GE drops UK blade factory

The US turbine manufacturer has walked back on plans to build a large-scale wind production facility in northeastern England due to insufficient volumes.
Photo: GE Renewable Energy
Photo: GE Renewable Energy
BY ANNE FILBERT, TRANSLATED BY CHRISTOFFER ØSTERGAARD

GE has made the decision to shelve plans to build a blade factory in Teesside. The original plan to construct 107m blades and hire up to 750 people in 2023 has thus been scrapped, GE confirms to Renews.

”We are not moving forward with plans for a Teesside facility,” the company noted while also telling the media that the decision comes ”due to a lack of volume”.

At the end of last year, the US turbine manufacturer suspended work on the facility to assess the situation.
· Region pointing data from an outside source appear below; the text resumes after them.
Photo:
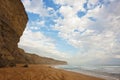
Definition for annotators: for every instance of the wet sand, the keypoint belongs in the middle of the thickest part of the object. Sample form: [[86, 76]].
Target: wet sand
[[41, 72]]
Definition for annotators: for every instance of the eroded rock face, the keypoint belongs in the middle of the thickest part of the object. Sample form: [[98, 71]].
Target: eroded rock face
[[13, 20]]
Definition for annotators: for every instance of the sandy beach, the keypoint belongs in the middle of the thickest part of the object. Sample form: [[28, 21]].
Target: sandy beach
[[41, 72]]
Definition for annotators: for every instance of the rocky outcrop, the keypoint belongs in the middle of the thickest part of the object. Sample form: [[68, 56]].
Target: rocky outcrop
[[13, 19]]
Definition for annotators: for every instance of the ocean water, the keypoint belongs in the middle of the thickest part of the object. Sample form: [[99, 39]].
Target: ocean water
[[106, 72]]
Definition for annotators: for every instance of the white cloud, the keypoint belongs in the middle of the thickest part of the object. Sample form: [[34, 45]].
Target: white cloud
[[96, 40], [38, 43], [36, 7]]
This was because the company had failed to generate any appreciable business for its Haliade-X platform.

Following Thursday’s Contract for Difference results, the company has made the decision not to go through with the plans, which would otherwise have provided GE with local anchorage for its British offshore wind projects. So far, GE only has a single firm order in the UK, namely the Dogger Bank complex in the North Sea, which won in the third round of CfDs.

”We remain committed to supporting the growth of UK offshore wind, including powering what will be the world’s largest offshore wind farm at Dogger Bank,” said a GE spokesperson to Renews.
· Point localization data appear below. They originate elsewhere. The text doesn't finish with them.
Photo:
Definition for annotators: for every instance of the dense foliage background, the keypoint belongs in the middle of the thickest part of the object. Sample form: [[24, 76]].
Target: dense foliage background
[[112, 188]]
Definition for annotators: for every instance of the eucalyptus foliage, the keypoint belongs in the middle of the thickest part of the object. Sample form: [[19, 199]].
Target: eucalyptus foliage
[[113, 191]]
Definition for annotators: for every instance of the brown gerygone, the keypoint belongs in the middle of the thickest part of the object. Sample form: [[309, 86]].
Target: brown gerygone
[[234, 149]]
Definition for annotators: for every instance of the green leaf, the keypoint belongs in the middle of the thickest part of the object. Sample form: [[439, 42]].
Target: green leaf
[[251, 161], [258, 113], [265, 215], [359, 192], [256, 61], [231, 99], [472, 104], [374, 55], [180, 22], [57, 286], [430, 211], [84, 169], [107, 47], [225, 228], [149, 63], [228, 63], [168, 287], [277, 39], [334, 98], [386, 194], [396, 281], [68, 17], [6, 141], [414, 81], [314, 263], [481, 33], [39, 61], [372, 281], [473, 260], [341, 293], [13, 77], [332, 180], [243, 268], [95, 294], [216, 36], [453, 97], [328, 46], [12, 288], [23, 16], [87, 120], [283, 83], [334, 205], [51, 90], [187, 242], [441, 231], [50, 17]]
The matter of local production has been an increasingly prominent theme in the UK in recent years.

Many unions and industrial players in both northern England and Scotland argue that locals here haven’t been offered a proper share of the jobs that come from being the world’s largest market for wind at sea, leading them to demand a change on this score. With the shelving of the plans for GE’s facility in Teesside, such prospects seem even more distant, however.